Cabianca quando poco dopo lo conobbi e lo incontrai per parlare del Piano
Paesistico il cui progetto gli era stato affidato dall’Assessorato Regionale
Territorio e Ambiente. Non ho la presunzione di credere che sia stato questa
mia posizione a determinare la tutela ma mi sentirei onerato se solo vi avesse
contribuito in qualche modo.
Un’ultima cosa: non fu l’Unesco a determinare
l’iniziativa della Magistratura che portò all’intervento della forza pubblica.
Anche qui è necessaria una piccola ricostruzione.
Quando divenni Sindaco una delle prime
preoccupazioni fu quello di capire quali erano i termini ed i tempi della
concessione delle aree pomicifere e vidi
che la concessione data con Delibera Consiliare sarebbe scaduta nel 2001.
Quindi mi misi subito all’opera per cercare uno sbocco visto che era
impensabile che si andasse avanti per l’eternità a scavare la pomice. Ricordo,
fra gli altri, che promossi due importanti incontri con investitori stranieri:
una grande industria tedesca prima e alcuni investitori statunitensi in visita
di studio in Sicilia, poi. Ma tutte e due le volte l’esito fu negativo perché
alla domanda degli interlocutori quando la Pumex pensava di smettere di scavare
la risposta dell’imprenditore era “mai”. La riconversione, a suo parere,
sarebbe dovuta avvenire contemporaneamente alla continuazione dell’escavazione.
E questo gelava gli interlocutori. Si giunge così al 2001 senza una strategia
di uscita dalla escavazione.
Dopo qualche mese venne a scadenza la concessione
della Pumex e non mi costa che fu mai rinnovata (io nel frattempo non ero più
Sindaco anche se continuavo a seguire la vicenda come Consigliere Comunale).
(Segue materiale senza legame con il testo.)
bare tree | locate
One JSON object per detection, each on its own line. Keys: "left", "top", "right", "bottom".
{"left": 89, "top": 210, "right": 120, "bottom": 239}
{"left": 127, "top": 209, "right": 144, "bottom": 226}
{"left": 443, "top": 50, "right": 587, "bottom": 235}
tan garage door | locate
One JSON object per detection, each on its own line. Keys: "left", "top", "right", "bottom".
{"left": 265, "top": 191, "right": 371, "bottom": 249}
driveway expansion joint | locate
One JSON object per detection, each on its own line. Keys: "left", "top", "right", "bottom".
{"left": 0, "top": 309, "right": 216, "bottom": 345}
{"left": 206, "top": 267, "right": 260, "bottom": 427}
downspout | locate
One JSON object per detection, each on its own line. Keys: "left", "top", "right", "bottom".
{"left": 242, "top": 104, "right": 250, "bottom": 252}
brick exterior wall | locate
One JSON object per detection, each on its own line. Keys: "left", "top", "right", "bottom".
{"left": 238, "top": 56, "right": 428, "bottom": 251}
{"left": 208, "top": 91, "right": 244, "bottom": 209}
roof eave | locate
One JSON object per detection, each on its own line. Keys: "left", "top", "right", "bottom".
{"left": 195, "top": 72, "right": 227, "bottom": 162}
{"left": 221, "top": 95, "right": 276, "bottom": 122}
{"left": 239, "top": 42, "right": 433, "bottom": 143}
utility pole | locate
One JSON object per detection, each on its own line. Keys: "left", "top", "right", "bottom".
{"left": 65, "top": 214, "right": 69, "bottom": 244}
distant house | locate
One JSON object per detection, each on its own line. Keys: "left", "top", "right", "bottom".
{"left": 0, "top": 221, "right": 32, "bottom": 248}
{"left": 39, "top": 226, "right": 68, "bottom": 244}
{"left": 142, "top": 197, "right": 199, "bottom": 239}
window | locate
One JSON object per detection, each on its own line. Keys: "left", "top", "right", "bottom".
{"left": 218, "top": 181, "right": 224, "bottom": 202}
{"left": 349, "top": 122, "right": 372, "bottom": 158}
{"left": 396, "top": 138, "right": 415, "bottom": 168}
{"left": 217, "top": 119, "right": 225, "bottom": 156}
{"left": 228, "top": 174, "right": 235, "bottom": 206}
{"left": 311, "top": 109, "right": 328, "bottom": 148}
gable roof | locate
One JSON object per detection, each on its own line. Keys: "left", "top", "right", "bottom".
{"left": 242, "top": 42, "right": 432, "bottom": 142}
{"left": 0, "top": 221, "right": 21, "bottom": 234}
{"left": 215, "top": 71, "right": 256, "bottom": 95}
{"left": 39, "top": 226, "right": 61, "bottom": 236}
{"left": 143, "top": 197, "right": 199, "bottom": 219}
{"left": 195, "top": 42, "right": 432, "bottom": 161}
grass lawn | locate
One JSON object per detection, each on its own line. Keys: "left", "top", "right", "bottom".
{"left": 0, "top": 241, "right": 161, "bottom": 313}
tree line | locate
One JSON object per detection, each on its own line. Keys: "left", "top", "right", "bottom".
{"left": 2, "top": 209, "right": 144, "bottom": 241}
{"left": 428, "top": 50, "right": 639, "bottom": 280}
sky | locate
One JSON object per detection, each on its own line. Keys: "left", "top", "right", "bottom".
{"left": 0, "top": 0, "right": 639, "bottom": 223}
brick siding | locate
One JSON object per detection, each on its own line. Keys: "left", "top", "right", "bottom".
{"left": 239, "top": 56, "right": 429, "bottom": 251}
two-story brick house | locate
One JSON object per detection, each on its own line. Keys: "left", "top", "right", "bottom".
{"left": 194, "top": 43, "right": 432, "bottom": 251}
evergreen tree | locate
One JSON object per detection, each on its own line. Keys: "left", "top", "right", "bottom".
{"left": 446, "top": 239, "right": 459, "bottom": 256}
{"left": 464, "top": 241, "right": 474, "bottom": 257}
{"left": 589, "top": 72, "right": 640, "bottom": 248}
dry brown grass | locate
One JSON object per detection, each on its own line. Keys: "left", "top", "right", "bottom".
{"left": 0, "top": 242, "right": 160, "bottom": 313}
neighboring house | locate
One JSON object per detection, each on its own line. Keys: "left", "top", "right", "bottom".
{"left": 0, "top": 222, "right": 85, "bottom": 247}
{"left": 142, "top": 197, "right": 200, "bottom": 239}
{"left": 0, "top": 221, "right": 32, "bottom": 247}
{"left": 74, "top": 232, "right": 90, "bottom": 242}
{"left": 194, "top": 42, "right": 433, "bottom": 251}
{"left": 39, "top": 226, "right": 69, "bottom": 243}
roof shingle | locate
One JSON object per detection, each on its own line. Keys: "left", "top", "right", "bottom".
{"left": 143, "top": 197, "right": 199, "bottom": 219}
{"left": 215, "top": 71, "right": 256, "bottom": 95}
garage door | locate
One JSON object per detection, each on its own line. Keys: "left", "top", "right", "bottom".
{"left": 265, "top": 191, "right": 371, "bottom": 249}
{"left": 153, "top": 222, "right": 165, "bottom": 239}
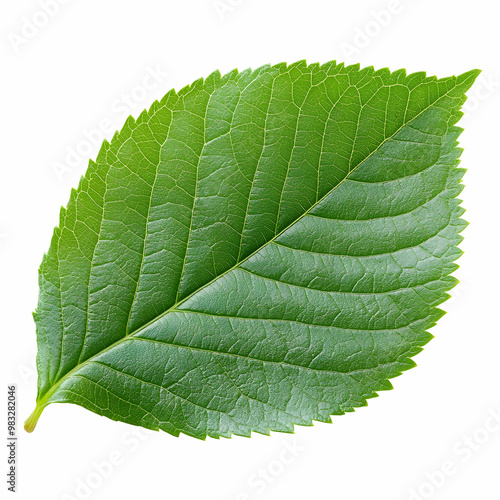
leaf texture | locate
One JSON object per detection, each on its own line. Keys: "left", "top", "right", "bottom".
{"left": 25, "top": 61, "right": 479, "bottom": 438}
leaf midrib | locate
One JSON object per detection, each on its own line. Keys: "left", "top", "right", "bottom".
{"left": 35, "top": 79, "right": 461, "bottom": 409}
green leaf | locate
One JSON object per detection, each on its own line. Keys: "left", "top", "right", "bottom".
{"left": 25, "top": 61, "right": 479, "bottom": 438}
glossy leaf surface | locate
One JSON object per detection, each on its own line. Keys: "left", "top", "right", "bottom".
{"left": 26, "top": 61, "right": 478, "bottom": 438}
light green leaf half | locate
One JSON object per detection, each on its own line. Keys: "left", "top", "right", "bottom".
{"left": 25, "top": 61, "right": 479, "bottom": 438}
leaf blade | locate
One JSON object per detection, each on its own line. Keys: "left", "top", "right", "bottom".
{"left": 26, "top": 62, "right": 479, "bottom": 437}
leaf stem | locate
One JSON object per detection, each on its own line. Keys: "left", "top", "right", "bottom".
{"left": 24, "top": 400, "right": 47, "bottom": 433}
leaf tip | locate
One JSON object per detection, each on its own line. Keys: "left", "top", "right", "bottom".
{"left": 457, "top": 68, "right": 482, "bottom": 92}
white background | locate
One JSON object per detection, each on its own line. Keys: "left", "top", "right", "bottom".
{"left": 1, "top": 1, "right": 499, "bottom": 499}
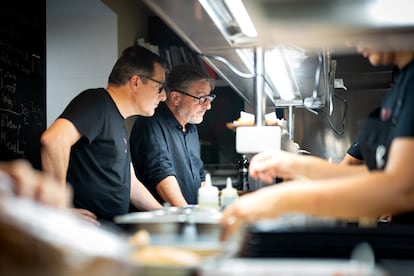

Come la Pumex andò avanti negli anni seguenti? Con delle proroghe da parte
dell’Ente minerario della Regione e quindi senza nuove autorizzazioni di scavo
ma, probabilmente, con l’obiettivo dichiarato dir completare il Piano di scavo
già approvato o per mettere in sicurezza l’area di escavazione. Probabilmente,
ma è mia pura presunzione, l’intervento della Magistratura e delle forze
dell’ordine fu dovuto ad una presunta trasgressione della società dai limiti
fissati non certo a causa dell’Unesco.
Questo per quanto è in mia conoscenza.